Brian Kemp, Republican candidate for governor and Georgia Secretary of State, was greeted by a hundred eager faces when he stepped off the bus Monday morning in Dawson County for the first stop on a weeklong campaign tour.
Local elected officials, law enforcement and emergency services personnel as well as dozens of Dawson residents gathered Oct. 1 at John Megel Chevrolet on Ga. 400 to hear from Kemp, who faces Democrat Stacey Abrams and Libertarian Ted Metz on Nov. 6.
The “Putting Georgians First” bus tour will hit 27 counties this week.
Kemp, who lives in Athens, touched on a few key topics in a brief address to the crowd, including taxes, education and law enforcement. He said if elected, he plans to support further tax cuts like the billion-dollar cut the state legislature passed earlier this year.


“I’m planning as governor to sign another tax cut to continuate that this coming year,” Kemp said.
State lawmakers cut the state income tax rate in response to the federal tax cut bill signed into law by President Donald Trump in 2017. Changes at the national level would have created a huge windfall for Georgia state government — practically creating a tax increase at the state level.
Republican lawmakers in Atlanta acted to head off the windfall by passing the state’s first income tax cut in decades, though rates for most Georgians and the revenue for state government will be close to the same as they were before the federal income tax cut.
Kemp also told the gathered supporters he plans to focus on deregulation and create an environment in the state that supports small business.


“I started my first company with a pickup truck, a shovel and a tool box,” Kemp said. “My plan is to create an environment in our state where we have less regulation, we have a low cost of doing business and low taxes.”
His plans for education include raises for teachers, less standardized testing and more local control.
“I want to expand pre-K, I want to protect the Hope Scholarship,” he said. “I want to have less testing, less state mandates, more local control when it comes to education … giving our hardworking teachers a pay raise, lowering taxes and letting them teach our children. … They know what to do in their local community a lot better than some bureaucrat in the state government or the federal government does.”
Kemp has proposed a permanent, annual teacher pay raise of $5,000, which would cost about $6 million a year. Kemp told The Times on Sept. 20 that he would also allocate funds for safety improvements through the establishment of a school safety division within the Georgia Department of Education, as well as address mental health by funding at least one support counselor in every high school.
Kemp said he also has a plan to stop and dismantle street gangs.
“We have over 70,000 street gang members here in the state of Georgia. After talking with law enforcement and prosecutors, I have come up with a plan to go after and dismantle those individuals — that is what we need to do to build off the great things that Gov. Nathan Deal and congressman (Doug) Collins have done on criminal justice reform,” Kemp said. “This is the next step. We have got to keep our families safe.”

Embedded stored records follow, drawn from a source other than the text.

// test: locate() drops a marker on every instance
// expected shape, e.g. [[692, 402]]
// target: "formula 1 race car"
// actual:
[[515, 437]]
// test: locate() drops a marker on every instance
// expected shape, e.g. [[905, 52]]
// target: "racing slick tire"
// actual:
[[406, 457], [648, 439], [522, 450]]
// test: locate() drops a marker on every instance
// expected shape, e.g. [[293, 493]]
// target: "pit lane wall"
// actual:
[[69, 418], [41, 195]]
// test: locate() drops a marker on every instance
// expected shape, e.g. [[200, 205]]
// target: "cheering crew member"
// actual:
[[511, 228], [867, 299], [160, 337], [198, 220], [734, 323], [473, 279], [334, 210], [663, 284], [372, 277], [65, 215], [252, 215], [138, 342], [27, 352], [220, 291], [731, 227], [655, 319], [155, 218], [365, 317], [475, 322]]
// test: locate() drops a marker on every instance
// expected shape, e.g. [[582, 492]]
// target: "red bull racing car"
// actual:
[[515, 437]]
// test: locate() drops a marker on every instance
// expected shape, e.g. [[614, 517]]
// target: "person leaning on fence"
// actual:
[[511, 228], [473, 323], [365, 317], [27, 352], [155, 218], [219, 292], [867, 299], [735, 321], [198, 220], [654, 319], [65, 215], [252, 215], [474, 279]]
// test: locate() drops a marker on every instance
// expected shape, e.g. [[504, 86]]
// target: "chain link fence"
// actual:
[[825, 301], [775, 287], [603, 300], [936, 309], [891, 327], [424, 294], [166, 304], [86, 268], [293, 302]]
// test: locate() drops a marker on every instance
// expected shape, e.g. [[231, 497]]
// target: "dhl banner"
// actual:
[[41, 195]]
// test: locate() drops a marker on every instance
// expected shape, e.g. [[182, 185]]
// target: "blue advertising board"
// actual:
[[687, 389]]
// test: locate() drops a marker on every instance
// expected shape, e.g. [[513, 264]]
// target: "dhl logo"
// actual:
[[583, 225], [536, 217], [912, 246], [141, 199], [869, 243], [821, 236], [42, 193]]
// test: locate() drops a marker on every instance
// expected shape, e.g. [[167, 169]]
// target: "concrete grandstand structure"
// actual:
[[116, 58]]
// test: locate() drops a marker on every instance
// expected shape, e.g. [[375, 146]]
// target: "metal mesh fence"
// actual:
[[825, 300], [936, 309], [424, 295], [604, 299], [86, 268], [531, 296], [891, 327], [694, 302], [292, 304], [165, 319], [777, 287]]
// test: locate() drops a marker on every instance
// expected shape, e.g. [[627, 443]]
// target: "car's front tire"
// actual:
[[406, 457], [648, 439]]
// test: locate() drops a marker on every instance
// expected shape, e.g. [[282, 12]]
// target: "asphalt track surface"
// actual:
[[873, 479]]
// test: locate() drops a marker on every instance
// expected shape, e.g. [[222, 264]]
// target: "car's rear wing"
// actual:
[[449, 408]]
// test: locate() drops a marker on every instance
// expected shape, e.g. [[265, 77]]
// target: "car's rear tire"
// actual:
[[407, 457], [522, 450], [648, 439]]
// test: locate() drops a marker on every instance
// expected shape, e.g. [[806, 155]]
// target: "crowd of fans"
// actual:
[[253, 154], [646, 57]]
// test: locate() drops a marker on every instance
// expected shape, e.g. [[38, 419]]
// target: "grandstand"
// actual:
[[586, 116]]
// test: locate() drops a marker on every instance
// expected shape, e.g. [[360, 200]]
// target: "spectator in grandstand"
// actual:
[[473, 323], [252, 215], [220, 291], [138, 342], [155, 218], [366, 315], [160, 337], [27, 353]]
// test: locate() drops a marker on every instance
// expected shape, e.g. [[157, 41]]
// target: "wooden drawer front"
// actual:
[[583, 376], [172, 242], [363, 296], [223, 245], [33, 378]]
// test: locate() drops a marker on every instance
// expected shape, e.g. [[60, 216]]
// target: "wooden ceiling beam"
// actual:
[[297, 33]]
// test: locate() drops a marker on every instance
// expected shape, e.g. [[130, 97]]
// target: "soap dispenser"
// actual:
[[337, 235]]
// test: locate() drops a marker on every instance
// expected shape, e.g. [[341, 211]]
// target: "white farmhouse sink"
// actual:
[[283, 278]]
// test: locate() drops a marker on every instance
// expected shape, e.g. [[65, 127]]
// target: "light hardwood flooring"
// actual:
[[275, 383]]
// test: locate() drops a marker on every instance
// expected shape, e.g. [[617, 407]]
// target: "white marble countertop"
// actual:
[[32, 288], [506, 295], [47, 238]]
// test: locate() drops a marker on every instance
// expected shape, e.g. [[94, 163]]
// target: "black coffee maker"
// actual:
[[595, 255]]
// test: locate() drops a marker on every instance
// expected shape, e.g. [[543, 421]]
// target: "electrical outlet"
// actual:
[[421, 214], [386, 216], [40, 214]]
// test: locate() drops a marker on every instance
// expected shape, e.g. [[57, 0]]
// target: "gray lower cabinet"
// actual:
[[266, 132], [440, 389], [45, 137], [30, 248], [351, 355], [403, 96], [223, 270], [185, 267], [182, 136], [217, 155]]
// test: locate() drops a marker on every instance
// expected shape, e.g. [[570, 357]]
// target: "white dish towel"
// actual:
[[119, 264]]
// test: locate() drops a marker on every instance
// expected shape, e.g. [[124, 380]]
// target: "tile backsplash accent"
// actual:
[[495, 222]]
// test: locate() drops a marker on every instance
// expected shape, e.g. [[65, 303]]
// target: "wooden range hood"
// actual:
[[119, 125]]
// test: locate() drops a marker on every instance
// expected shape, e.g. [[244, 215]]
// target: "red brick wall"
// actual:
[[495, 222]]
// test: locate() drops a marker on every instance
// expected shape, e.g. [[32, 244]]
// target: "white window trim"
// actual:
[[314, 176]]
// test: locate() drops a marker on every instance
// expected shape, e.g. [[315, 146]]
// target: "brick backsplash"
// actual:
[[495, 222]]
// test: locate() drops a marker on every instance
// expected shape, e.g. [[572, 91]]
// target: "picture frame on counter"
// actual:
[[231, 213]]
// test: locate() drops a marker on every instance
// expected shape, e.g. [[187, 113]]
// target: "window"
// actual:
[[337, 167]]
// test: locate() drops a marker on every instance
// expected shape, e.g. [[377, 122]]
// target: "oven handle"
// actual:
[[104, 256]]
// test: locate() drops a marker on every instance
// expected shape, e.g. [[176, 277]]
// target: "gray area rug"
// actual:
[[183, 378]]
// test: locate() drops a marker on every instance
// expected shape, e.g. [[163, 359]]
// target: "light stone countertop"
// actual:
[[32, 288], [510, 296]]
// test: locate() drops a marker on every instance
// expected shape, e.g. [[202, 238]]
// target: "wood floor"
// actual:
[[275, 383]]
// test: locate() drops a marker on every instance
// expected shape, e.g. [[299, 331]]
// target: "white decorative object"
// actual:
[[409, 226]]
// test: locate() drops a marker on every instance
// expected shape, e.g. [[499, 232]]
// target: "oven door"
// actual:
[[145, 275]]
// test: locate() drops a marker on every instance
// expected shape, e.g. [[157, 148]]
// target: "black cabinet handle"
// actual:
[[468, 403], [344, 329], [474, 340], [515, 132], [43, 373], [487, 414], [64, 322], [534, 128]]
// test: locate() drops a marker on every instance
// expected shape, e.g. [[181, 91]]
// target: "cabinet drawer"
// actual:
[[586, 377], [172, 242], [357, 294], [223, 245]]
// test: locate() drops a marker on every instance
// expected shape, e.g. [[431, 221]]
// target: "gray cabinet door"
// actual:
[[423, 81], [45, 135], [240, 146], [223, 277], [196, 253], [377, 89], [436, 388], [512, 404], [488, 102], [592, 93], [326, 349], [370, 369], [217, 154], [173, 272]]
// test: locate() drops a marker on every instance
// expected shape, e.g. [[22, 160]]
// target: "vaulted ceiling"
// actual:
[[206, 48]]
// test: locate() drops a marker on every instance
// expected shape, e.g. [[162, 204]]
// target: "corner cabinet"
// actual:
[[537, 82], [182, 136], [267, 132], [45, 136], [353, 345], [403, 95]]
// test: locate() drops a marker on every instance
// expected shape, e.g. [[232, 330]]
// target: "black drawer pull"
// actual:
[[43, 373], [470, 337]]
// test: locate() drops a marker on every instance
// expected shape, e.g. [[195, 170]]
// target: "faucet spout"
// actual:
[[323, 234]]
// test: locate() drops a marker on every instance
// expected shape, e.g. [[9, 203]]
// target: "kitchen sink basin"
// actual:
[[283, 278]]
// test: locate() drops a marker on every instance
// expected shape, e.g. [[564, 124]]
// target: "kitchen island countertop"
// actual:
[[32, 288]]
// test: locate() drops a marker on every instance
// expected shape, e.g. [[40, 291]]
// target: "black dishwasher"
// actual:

Dawson County voted overwhelmingly Republican in November 2016, voting 85 percent for President Donald Trump with voter turnout at 71 percent. Hall County meanwhile voted 73 percent for Trump with voter turnout at 78.5 percent.
“We are in a fight of our lives right now,” Kemp said. “For the people who are saying we’ve got this in the bag, we do not. We’re in great shape, we’re going to win, but we can’t win if anybody stays at home. Don't let showing up this morning be the last thing you do for this campaign. Let it be the start.”
Other stops on the tour Monday included Pickens, Fannin, Gilmer, Murray and Whitfield counties.
Throughout the week Kemp will also be stopping by Floyd, Bartow, Haralson, Douglas, Coweta, Spalding, Sumter, Lee, Mitchell, Cook, Tift, Clinch, Coffee, Irwin, Dodge, Houston, Peach, Laurens, Washington, Richmond and Hart counties.